Quakers were an integral part of a global scientists' report this month which delivered a 'final warning' on the climate crisis.

woman leaning over mike
QUNO's Lindsey Fielder Cook addresses the IPCC, photo credit: QUNO

Act now or it's too late, concluded the Synthesis Report of the Intergovernmental Panel on Climate Change (IPCC) which took seven years and hundreds of scientists to draw up.
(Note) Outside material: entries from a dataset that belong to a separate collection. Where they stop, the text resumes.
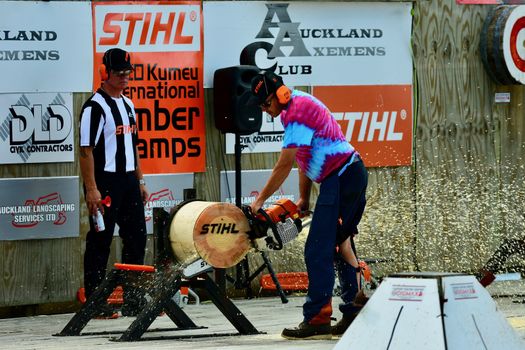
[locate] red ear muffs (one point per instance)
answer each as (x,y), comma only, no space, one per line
(103,72)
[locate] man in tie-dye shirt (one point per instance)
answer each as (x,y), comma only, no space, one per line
(313,138)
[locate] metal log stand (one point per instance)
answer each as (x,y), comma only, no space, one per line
(161,286)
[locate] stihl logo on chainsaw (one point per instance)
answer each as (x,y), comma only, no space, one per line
(220,228)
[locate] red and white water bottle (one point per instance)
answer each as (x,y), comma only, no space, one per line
(98,218)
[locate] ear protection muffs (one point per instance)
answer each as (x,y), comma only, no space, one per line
(282,91)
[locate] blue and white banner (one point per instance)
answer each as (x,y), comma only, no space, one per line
(253,181)
(46,46)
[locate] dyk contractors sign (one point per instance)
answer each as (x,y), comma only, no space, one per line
(36,128)
(39,208)
(46,46)
(165,42)
(358,63)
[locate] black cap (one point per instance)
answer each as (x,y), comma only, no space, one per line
(117,59)
(263,85)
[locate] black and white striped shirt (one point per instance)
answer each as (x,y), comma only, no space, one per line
(109,125)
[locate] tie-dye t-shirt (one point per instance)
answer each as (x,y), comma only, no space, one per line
(310,127)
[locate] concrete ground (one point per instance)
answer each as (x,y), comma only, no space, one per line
(268,315)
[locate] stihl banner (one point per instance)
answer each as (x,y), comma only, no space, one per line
(165,43)
(36,128)
(377,120)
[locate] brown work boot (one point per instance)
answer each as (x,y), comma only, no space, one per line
(308,331)
(360,298)
(340,327)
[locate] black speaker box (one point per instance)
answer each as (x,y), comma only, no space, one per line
(231,91)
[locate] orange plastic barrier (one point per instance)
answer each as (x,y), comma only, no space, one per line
(131,267)
(287,280)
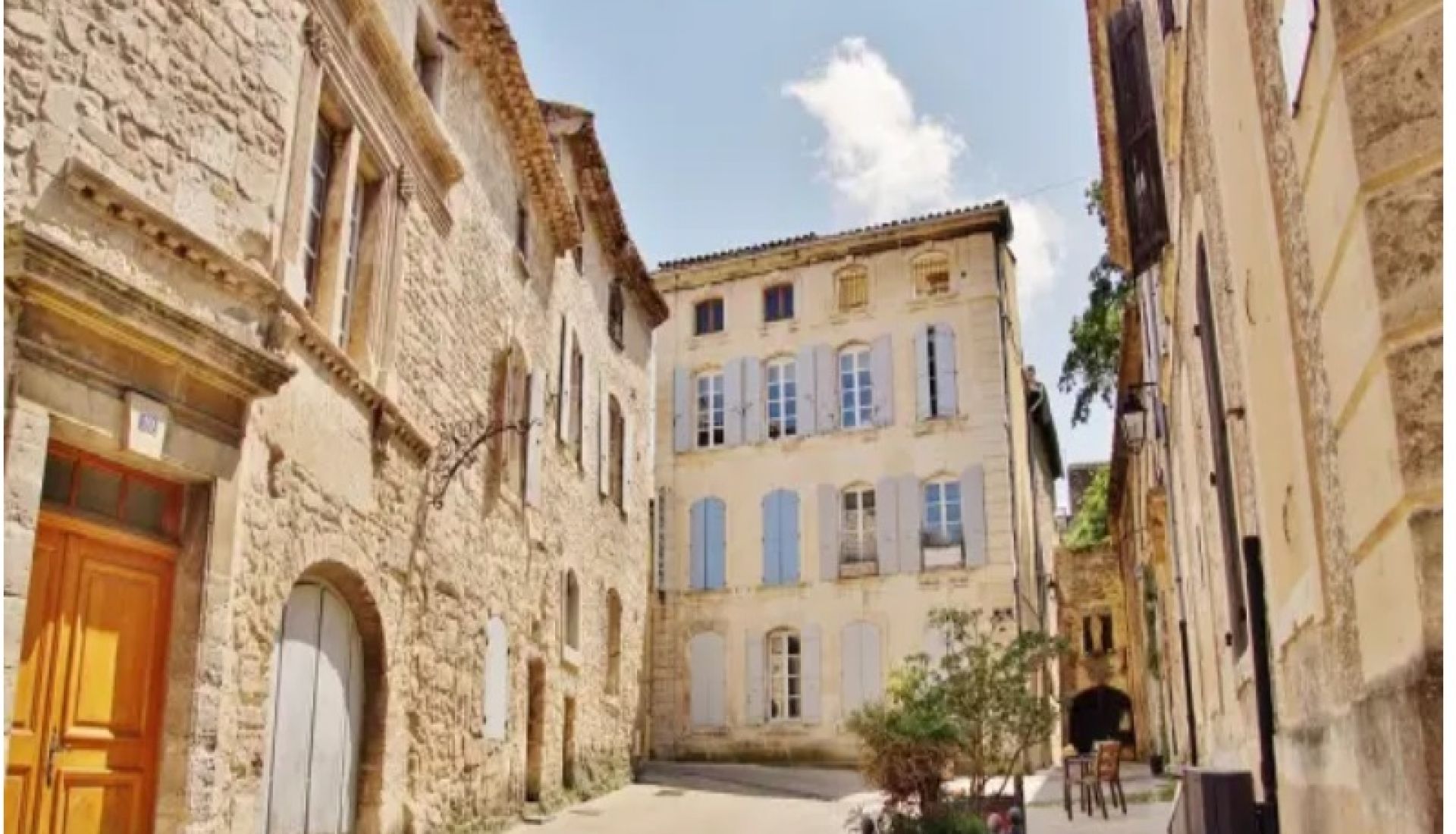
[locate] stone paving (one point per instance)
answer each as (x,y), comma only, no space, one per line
(737,798)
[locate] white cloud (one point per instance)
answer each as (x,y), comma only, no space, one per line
(886,161)
(1037,243)
(881,158)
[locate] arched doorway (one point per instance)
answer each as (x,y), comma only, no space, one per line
(1100,713)
(318,710)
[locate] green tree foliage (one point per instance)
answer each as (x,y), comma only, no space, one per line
(976,712)
(1088,527)
(1090,368)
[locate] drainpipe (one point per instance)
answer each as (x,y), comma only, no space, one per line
(1011,444)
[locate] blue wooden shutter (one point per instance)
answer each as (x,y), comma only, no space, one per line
(714,535)
(946,376)
(682,415)
(881,375)
(973,514)
(788,536)
(804,390)
(698,525)
(922,375)
(772,541)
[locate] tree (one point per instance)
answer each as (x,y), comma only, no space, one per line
(1090,367)
(977,712)
(1090,527)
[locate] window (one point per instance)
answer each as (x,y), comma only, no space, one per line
(617,440)
(573,613)
(852,289)
(778,303)
(1138,139)
(711,409)
(783,398)
(856,527)
(943,514)
(855,387)
(708,316)
(428,60)
(319,168)
(785,676)
(613,642)
(617,312)
(932,274)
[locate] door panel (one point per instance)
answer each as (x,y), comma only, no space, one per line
(83,751)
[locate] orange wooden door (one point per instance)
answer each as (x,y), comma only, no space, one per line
(91,683)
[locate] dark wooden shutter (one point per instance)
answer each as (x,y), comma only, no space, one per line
(1138,137)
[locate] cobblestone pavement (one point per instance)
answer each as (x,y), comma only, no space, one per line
(736,799)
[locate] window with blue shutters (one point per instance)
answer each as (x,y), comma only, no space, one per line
(707,520)
(781,538)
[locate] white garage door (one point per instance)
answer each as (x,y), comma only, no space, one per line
(318,704)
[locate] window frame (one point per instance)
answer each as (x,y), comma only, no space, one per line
(710,305)
(785,310)
(785,677)
(858,542)
(786,386)
(715,428)
(862,389)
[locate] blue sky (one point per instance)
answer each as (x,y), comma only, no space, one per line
(737,123)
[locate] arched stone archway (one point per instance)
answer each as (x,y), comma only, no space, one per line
(327,707)
(1100,713)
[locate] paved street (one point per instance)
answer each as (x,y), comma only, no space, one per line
(734,798)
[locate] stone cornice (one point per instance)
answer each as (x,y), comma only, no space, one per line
(484,36)
(287,316)
(375,73)
(808,249)
(579,128)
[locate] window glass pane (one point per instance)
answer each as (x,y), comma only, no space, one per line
(57,481)
(98,491)
(143,506)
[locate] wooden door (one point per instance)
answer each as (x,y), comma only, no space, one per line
(318,704)
(88,705)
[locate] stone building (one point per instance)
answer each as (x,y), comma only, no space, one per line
(846,440)
(1273,181)
(271,271)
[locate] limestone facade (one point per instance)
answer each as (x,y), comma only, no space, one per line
(321,350)
(794,390)
(1286,341)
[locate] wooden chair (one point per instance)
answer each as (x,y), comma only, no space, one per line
(1110,772)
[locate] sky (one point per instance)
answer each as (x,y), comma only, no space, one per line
(737,123)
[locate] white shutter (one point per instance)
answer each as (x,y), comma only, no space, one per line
(753,676)
(536,417)
(811,674)
(564,386)
(497,679)
(603,440)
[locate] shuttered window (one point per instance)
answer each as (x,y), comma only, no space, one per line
(1138,137)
During the marathon final session, including a last 24 hours with minimal eating breaks and no sleep, the Quaker United Nations Office (QUNO) worked hard to ensure that the report set out the risks clearly and was not watered down.

Changes suggested by QUNO's Lindsey Fielder Cook ensured solutions based on climate justice, rights-based approaches, and sufficient climate finance were emphasised.

The risks and challenges of carbon capture and large-scale carbon dioxide removal were also recorded in the summary which collates the full findings of the 6th assessment report.

Painstaking, detailed work

Part of the painstaking, detailed work at the coalface of the climate crisis, Cook and her colleague Alana Carlson made 24 interventions (read here), focusing on urgent, transformative, and rights-based climate policies.

Quakers were mentioned 21 times in the Earth Negotiations Bulletin, the independent reporting service on UN climate talks, which called QUNO “the ethical voice in the room."

“It is hard to emphasise how unusual is our Quaker access in the IPCC-approval space," said Cook, QUNO representative for climate change, who made the interventions on behalf of Friends World Committee for Consultation (FWCC).

Saying that people around the world need hope, QUNO was unsuccessful in urging countries in the room to retain the IPCC draft finding that: “urgent, feasible and equitable near-term options are available at scale to address climate change and improve human wellbeing."

Created in 1988 to inform governments of the latest climate science, IPCC reports give a clear picture of the current situation and are increasingly used to hold governments accountable for climate action.

But the summary for policy makers (SPM) is subject to an approval process where member states can debate each sentence with IPCC scientists.

While scientists can refuse suggestions, the SPM is open to political influence.

QUNO represents Quaker concerns for global peace and justice to the international community in the Quaker tradition of patient, quiet diplomacy, and long-term persistence.

Their work is made possible by funding from Britain Yearly Meeting and American Friends Service Committee, alongside many Quaker funds, meetings, and individuals.

QUNO are one of a number of observers at the IPCC who seek to uphold transparency and scientific integrity.